The H1N1 virus currently infecting humans around the globe is already resistant to one of the two classes of antiviral medications, the adamantanes (rimantadine and amantadine).


The virus is, however, susceptible to the neuraminadase inhibitors, oseltamivir (Tamiflu) and zanamivir (Relenza).


The risk is high that a strain resistant to all of these drugs could develop as long as the disease continues to be treated with single medications, Robert Webster, Ph.D., of St. Jude Children's Research Hospital in Memphis, said at the conference on Influenza Vaccines for the World.


"We can't continue to use single antiviral drugs. . . . The virus will win the game," he said.


He said he couldn't guess how long it would take for resistance to occur, "but if you use a mono drug you will get resistance."


The increased risk is compounded by the background resistance that develops spontaneously by mutation, he said.


For example, up to 67% of seasonal H1N1 influenzas in Norway were resistant to oseltamivir during the 2007-2008 flu season, according to Jennifer McKimm-Breschkin, Ph.D., of CSIRO Molecular & Health Technologies in Australia.


This occurred even though Norwegian doctors made very little use of oseltamivir, illustrating the ability of resistance to develop without any drug treatment.


More drug exposure might enable these resistant viruses to become the predominant strain more rapidly, she said.


She noted that during the following winter in the southern hemisphere, oseltamivir-resistance reached a prevalence of 93% in Australia and 100% in South Africa.


Dr. Webster suggested that drug combinations would be the best strategy for avoiding this problem, a lesson learned, he said, from HIV.
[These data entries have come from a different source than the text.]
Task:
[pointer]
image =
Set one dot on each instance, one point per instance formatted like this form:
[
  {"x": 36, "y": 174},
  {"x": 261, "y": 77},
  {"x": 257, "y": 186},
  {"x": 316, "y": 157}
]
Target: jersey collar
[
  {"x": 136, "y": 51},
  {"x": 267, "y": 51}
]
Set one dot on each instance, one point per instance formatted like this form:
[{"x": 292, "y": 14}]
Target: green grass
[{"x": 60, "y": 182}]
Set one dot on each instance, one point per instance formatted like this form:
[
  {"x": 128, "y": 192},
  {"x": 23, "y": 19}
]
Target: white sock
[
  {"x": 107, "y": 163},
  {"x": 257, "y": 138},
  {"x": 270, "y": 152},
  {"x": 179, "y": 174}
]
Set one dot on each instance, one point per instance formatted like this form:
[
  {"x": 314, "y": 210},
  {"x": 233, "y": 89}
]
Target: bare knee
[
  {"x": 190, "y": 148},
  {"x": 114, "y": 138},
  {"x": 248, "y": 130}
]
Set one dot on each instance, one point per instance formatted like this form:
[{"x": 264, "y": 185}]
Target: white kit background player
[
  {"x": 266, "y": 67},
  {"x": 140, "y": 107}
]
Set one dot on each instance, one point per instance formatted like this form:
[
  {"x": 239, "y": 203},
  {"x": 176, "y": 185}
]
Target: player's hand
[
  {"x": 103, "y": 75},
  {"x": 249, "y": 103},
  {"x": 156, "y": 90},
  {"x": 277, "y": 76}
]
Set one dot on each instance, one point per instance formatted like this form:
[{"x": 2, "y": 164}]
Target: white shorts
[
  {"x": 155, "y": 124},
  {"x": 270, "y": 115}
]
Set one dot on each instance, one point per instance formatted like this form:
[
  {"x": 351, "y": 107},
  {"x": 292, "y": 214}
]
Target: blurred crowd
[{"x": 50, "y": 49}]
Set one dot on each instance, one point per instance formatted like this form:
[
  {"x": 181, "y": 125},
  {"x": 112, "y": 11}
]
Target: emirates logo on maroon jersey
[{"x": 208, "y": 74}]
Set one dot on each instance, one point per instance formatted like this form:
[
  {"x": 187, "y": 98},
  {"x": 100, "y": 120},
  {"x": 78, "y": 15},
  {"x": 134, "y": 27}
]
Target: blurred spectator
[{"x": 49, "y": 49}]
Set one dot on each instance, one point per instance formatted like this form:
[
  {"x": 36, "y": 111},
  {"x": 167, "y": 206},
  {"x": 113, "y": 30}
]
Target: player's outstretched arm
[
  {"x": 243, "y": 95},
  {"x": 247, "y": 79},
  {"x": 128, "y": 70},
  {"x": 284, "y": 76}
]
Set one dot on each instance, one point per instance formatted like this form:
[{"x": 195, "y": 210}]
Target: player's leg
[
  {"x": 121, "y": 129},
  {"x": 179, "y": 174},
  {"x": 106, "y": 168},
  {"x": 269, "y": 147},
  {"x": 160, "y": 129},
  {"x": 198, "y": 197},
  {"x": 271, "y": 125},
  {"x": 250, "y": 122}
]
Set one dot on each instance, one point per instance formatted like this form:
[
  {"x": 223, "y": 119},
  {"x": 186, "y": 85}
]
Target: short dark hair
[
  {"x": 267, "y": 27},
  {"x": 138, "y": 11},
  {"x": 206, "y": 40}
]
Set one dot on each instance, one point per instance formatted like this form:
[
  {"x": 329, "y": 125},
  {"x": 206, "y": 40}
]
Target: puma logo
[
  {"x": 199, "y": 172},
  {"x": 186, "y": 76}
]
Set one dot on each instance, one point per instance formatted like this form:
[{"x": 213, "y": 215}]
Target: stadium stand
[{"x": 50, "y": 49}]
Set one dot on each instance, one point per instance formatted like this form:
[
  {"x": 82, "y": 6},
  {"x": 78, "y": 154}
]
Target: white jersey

"We know all the ground rules. With an RNA virus you need two, three, or four drugs in combination," he said.


But, he noted, "we haven't got them yet for flu. . . . That's the bottom line."


In his laboratory, adding ribavirin to the neuraminadase inhibitors has yielded some additional benefit, but ribavirin is not approved for use against flu.


Other drugs, such as monoclonal antibodies and immune system modulators, might also be used in combination to help control the immune response to infection, he said.


But until some of these combinations are proven and approved for use, he said treatment of potential pandemic flu viruses, including the swine flu, would have to continue with the single antivirals.


"At the moment, we don't have an option," he said.


Dr. McKimm-Breschkin noted that regulatory authorities and the health community now recommend a diversified antiviral stockpile of oseltamivir and zanamivir, which she said would attenuate the risk of resistance.